Dr. Terrillion is a health professional with over twenty years of experience at the local, state, and national level. He is currently the senior director for Clinical and Community Partnerships with the National Council on Aging (NCOA). In this position, he leads NCOA efforts to develop, strengthen, promote, and sustain partnerships between health professionals, health care providers, and community-based organizations to support older adult health and wellness. He has worked with both health systems and community groups to identify successful models and the use of evidence-based practices and has lead the development of technical assistance materials and tools to bring these models to scale.

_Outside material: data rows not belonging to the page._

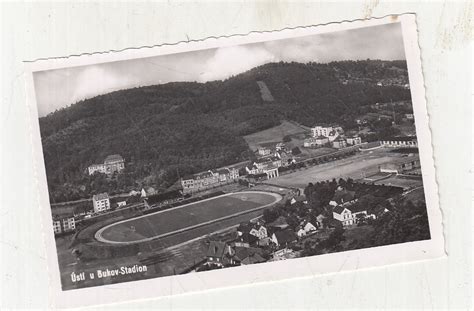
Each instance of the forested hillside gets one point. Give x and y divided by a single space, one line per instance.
166 131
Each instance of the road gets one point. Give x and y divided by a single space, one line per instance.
355 167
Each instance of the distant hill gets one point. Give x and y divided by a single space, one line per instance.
166 131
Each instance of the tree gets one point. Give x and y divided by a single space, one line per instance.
286 138
270 215
295 151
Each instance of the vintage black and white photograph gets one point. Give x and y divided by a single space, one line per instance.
231 156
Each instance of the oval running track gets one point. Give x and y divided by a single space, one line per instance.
185 217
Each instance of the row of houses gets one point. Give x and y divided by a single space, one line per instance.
208 179
344 209
253 241
400 142
322 135
63 224
401 165
112 164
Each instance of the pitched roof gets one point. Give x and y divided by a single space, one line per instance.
285 236
356 208
223 171
216 249
248 238
342 196
279 222
339 209
113 158
401 138
300 198
100 196
244 227
243 252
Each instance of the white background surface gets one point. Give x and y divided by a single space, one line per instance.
31 31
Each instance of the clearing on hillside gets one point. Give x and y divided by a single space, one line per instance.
274 134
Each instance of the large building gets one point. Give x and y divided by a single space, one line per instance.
112 163
208 179
101 202
401 142
348 215
353 140
63 224
315 141
339 143
401 165
326 130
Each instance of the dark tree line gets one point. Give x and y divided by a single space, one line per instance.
167 131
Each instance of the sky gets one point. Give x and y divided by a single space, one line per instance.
59 88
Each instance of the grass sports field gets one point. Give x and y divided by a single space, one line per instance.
355 167
186 217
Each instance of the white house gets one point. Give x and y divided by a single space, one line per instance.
342 197
301 232
284 237
309 228
354 140
101 202
338 142
347 215
112 163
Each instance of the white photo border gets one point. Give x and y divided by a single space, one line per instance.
250 274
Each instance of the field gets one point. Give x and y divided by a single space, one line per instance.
186 219
274 134
405 183
358 166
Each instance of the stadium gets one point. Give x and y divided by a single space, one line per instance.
186 217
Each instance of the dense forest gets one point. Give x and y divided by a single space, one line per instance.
166 131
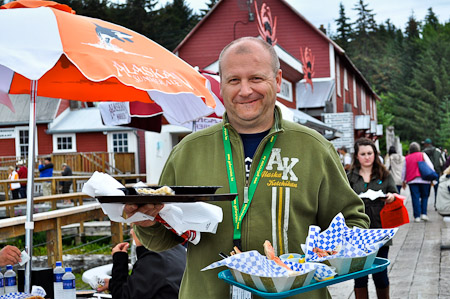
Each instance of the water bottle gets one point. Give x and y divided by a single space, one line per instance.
10 280
58 273
2 285
69 290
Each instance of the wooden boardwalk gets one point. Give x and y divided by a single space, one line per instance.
419 269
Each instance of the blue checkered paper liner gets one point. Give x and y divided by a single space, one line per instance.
253 263
16 296
348 242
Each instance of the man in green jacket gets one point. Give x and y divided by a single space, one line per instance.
296 180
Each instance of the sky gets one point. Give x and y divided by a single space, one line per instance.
326 11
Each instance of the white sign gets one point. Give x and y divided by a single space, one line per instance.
115 113
7 133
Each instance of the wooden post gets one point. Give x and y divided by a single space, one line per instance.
54 243
116 233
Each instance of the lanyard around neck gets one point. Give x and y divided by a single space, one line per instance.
237 215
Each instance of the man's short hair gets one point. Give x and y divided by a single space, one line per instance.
275 61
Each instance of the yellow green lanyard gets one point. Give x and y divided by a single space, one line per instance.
238 216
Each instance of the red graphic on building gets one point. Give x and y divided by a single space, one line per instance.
266 26
308 65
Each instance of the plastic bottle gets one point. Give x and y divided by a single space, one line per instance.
58 273
69 290
10 280
2 284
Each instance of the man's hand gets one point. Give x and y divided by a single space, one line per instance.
121 247
105 287
148 209
9 255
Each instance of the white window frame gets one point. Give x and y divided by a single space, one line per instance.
74 143
17 139
338 77
286 86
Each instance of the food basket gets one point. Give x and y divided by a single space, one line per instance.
378 265
252 269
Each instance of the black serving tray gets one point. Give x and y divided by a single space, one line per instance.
182 194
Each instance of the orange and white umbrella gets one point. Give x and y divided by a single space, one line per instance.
69 55
47 50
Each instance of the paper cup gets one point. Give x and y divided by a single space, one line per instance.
273 284
293 257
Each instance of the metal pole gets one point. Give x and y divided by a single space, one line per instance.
29 224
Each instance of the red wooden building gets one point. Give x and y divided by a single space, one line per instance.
338 94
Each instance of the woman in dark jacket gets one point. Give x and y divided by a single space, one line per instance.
367 172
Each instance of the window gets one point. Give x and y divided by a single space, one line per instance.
22 140
285 90
64 143
363 101
23 143
345 79
120 142
338 77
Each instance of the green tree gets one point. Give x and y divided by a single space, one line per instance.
174 22
344 28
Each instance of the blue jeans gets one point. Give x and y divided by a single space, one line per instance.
419 197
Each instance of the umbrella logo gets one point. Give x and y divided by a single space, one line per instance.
107 36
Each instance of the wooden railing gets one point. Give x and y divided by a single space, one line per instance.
112 163
123 178
52 221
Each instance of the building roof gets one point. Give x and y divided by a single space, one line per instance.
46 109
308 98
81 121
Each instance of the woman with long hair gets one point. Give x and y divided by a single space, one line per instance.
368 172
419 188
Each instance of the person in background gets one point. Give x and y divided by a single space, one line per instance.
9 255
67 171
46 171
346 158
302 181
419 188
367 172
13 175
155 275
443 198
23 174
436 158
394 163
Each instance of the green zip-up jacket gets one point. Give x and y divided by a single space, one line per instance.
303 184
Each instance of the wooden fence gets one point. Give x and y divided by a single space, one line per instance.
112 163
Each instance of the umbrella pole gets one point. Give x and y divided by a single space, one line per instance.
29 224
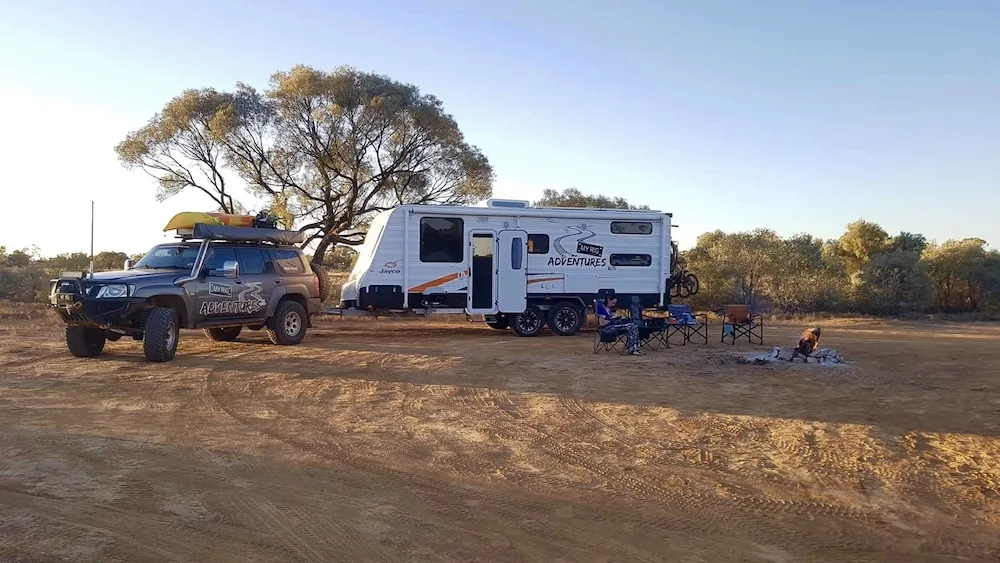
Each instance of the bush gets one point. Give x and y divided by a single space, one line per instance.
27 284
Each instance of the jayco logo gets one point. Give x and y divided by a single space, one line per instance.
390 268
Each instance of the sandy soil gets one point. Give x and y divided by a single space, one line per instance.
404 441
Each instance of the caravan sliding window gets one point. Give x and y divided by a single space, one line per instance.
538 244
442 239
631 228
631 260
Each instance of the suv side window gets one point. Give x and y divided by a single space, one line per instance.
287 261
217 256
253 261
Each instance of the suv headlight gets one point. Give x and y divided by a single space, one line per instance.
114 291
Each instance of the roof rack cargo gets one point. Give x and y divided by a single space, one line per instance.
246 234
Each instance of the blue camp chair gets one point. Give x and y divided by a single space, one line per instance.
686 323
607 340
652 330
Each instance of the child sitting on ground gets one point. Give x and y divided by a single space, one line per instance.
808 343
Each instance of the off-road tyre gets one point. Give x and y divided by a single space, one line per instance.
529 323
324 282
161 334
85 342
223 334
566 319
501 322
287 327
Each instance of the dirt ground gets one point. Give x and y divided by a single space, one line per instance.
418 441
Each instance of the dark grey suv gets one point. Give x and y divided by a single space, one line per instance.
219 279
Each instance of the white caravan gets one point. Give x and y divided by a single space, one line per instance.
517 265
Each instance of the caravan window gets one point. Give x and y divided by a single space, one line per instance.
442 239
631 228
515 252
631 260
538 244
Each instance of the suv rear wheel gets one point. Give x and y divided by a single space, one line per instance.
288 325
223 334
85 342
160 335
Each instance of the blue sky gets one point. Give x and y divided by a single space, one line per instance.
798 116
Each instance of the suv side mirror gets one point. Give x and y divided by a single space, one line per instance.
230 269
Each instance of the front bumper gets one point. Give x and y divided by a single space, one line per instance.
81 310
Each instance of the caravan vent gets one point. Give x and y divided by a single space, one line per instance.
507 203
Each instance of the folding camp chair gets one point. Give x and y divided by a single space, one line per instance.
686 323
652 330
608 341
739 321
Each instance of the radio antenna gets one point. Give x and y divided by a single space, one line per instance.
91 238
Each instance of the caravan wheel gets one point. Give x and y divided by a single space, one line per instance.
529 323
566 319
500 322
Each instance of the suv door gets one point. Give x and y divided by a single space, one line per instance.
295 272
256 281
222 299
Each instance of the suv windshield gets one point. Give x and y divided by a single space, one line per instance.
169 257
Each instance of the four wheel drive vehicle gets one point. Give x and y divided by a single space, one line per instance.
219 279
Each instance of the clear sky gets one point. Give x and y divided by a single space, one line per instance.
793 115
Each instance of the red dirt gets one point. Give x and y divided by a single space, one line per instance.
395 441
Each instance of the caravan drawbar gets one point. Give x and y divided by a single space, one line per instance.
519 266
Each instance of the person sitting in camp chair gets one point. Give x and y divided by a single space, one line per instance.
609 324
808 344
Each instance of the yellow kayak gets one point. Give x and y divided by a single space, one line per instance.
188 219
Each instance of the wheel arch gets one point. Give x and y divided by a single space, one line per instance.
175 302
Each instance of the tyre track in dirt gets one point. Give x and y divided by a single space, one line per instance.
504 415
504 510
713 511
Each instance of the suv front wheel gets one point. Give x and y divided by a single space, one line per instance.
160 335
288 325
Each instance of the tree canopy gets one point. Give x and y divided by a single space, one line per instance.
865 271
326 150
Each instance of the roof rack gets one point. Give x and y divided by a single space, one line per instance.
205 231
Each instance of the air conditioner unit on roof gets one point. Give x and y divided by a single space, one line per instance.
508 203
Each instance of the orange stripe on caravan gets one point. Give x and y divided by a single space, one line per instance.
438 281
540 280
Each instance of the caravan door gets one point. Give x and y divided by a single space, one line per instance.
482 288
512 271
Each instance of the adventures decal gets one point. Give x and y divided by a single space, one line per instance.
247 302
586 255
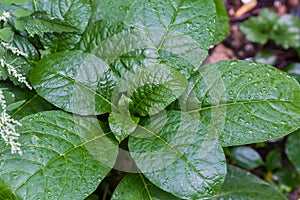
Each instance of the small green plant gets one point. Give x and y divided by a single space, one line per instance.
109 74
284 30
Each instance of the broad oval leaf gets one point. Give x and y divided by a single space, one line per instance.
73 12
240 184
195 19
33 103
246 157
98 32
64 157
110 9
69 80
246 102
153 88
39 23
292 149
136 186
174 155
5 192
186 30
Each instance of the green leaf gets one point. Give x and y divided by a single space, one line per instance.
246 157
5 192
244 102
110 9
152 89
98 32
33 102
69 81
39 23
265 57
15 105
21 13
222 22
16 2
240 184
292 149
194 19
74 12
174 155
6 34
55 42
122 125
294 70
286 31
185 29
27 47
258 29
288 176
136 186
64 157
273 160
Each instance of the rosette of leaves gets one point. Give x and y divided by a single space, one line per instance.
137 64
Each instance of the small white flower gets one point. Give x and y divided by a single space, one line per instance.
5 16
12 71
7 128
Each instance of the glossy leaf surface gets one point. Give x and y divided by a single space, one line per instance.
174 155
140 188
69 80
64 157
244 102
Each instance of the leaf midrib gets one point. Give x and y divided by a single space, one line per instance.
241 103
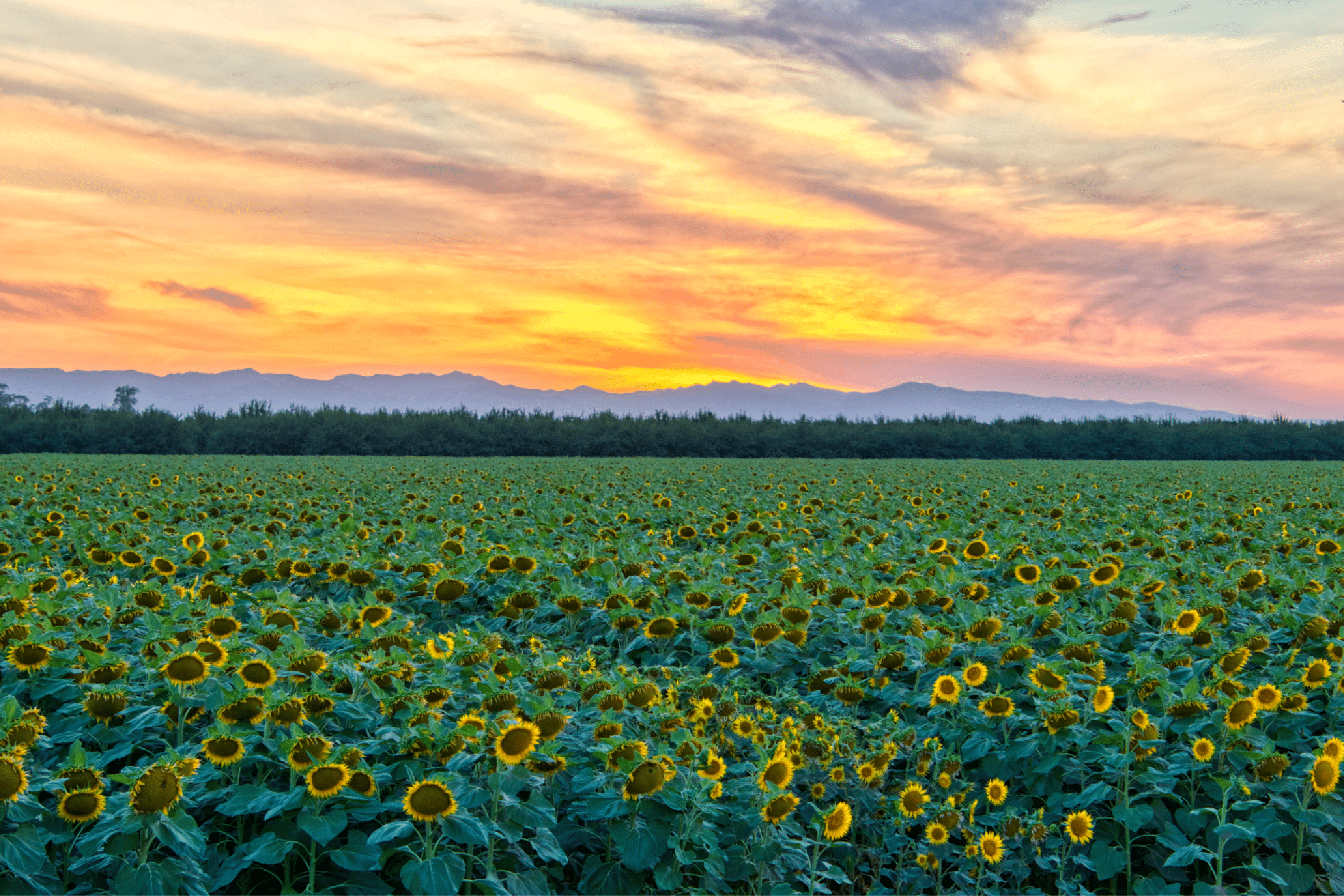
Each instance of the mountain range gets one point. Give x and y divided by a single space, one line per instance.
219 393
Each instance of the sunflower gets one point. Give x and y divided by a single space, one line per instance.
1316 673
1046 679
1080 827
512 746
211 652
996 707
14 779
374 615
975 675
945 690
224 751
660 628
778 771
186 669
725 657
778 809
429 800
1324 776
362 784
80 806
327 781
647 778
30 657
1186 622
1104 574
913 800
156 790
837 822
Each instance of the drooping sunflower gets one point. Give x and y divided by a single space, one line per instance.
1324 777
1046 679
998 706
1241 714
837 822
1080 827
327 781
1316 673
778 771
945 690
660 628
725 657
913 800
515 742
1104 574
82 805
257 673
714 768
224 751
186 669
30 657
14 779
1268 698
1027 574
1186 622
429 800
647 778
975 675
778 809
156 790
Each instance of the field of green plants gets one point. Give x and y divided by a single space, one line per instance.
526 676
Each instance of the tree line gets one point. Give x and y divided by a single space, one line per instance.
257 429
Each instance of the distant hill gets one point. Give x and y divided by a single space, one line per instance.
218 393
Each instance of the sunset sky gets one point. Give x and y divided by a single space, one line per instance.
1088 199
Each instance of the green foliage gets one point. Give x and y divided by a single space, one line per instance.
420 610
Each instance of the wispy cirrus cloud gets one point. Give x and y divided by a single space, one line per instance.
206 295
654 194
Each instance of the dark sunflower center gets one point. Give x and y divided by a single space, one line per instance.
431 800
186 669
81 805
328 778
517 742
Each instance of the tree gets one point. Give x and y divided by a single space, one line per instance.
10 399
125 401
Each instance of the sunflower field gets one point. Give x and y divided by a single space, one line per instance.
545 676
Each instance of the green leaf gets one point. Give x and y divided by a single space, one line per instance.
267 849
323 828
1106 860
439 876
1187 855
464 829
641 847
356 855
390 832
1234 832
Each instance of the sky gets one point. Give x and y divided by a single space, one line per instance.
1073 198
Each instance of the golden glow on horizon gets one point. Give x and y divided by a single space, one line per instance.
552 198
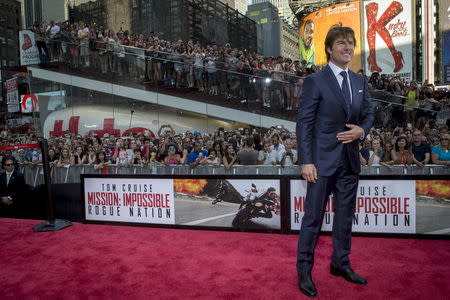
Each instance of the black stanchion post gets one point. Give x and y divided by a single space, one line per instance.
51 224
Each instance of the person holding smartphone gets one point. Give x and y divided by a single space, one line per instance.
197 154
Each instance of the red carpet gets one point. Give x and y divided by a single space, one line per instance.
95 261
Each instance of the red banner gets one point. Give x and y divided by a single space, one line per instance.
17 147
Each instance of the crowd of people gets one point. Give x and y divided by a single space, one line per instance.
249 146
222 71
421 138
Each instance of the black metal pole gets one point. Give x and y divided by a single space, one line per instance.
51 224
47 180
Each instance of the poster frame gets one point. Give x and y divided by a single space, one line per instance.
285 222
284 214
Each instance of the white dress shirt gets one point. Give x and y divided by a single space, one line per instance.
8 177
337 72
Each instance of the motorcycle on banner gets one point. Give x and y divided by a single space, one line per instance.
256 206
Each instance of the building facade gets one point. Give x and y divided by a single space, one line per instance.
289 40
284 10
239 5
204 21
10 24
275 36
42 10
265 14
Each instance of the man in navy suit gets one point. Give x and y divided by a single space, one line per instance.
12 184
335 114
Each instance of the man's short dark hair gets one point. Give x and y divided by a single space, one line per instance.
249 141
7 159
336 32
309 21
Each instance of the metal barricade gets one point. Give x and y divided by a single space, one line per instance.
34 175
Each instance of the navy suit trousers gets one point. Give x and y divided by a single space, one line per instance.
343 184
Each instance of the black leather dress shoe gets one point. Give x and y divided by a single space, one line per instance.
306 285
348 275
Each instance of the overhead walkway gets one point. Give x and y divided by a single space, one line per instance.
252 97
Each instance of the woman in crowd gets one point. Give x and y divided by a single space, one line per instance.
211 159
66 158
440 154
53 157
137 158
375 153
91 156
230 158
401 154
80 157
101 163
122 158
172 157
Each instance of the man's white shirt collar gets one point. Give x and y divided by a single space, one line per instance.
336 70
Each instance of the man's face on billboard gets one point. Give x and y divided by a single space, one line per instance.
308 34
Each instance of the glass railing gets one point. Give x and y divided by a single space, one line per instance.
225 83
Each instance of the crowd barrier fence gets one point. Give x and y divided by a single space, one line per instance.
34 174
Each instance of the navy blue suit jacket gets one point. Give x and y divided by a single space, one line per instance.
323 114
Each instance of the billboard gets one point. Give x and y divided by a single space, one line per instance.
129 200
29 54
29 103
237 203
388 35
12 94
315 26
444 17
385 206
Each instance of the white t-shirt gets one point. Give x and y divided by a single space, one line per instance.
279 148
211 66
269 157
376 159
198 60
288 159
54 30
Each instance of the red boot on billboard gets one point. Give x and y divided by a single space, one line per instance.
394 9
371 13
398 60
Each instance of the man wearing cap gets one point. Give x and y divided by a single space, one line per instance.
11 184
196 155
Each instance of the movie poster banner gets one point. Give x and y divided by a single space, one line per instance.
433 206
388 37
444 16
237 203
383 206
314 28
129 200
29 53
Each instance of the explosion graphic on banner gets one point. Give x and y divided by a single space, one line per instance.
189 186
438 189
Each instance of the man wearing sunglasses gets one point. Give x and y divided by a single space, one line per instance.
11 184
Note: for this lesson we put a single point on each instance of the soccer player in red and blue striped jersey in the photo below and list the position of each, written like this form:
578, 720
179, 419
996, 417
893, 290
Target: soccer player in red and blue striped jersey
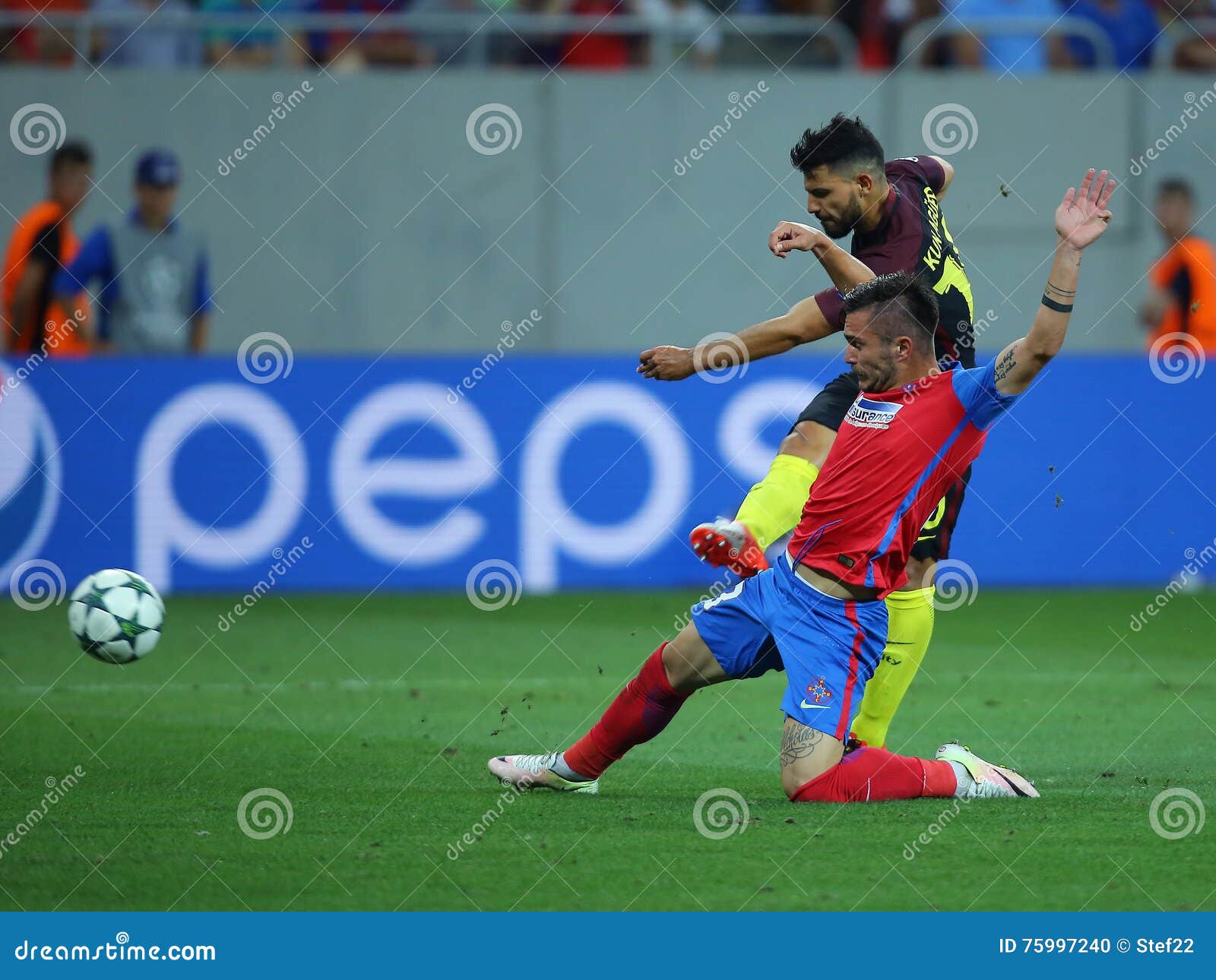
819, 612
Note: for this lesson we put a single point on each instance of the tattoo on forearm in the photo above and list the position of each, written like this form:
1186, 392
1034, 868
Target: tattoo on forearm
798, 742
1005, 365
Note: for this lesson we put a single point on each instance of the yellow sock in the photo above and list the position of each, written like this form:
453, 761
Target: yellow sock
910, 625
775, 505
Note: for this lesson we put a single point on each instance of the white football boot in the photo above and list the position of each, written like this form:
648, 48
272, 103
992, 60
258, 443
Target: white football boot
985, 779
537, 773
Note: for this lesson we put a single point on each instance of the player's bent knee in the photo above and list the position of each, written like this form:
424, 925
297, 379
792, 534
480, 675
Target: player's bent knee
809, 441
689, 662
806, 754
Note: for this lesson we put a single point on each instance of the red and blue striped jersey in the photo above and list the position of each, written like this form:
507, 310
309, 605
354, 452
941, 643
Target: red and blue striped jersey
894, 457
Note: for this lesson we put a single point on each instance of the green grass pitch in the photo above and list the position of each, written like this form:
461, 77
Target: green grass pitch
375, 718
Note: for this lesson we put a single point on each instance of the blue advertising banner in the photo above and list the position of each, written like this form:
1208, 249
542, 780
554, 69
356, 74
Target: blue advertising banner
319, 944
568, 472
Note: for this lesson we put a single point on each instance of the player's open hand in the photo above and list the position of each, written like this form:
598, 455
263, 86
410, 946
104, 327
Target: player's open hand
790, 236
1082, 214
667, 362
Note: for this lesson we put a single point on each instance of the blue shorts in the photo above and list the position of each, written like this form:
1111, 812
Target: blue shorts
828, 647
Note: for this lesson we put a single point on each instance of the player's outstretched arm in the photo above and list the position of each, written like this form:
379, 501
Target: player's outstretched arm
1080, 220
844, 269
802, 325
804, 322
948, 169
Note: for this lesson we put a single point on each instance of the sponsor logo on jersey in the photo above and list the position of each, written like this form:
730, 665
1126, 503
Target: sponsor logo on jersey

Dr. Terrillion also led the support of primary care, health equity, and the integration of evidence-based programs and policies in state and local public health agency efforts. This work included being the operational lead for several national high-profile public health initiatives. His background further comprises work in academia (in translational research, community improvement, and health workforce instruction and training) and work to improve health in rural communities in Louisiana. A native of New Orleans, Dr. Terrillion led several local initiatives to support the city's ongoing recovery from Hurricane Katrina.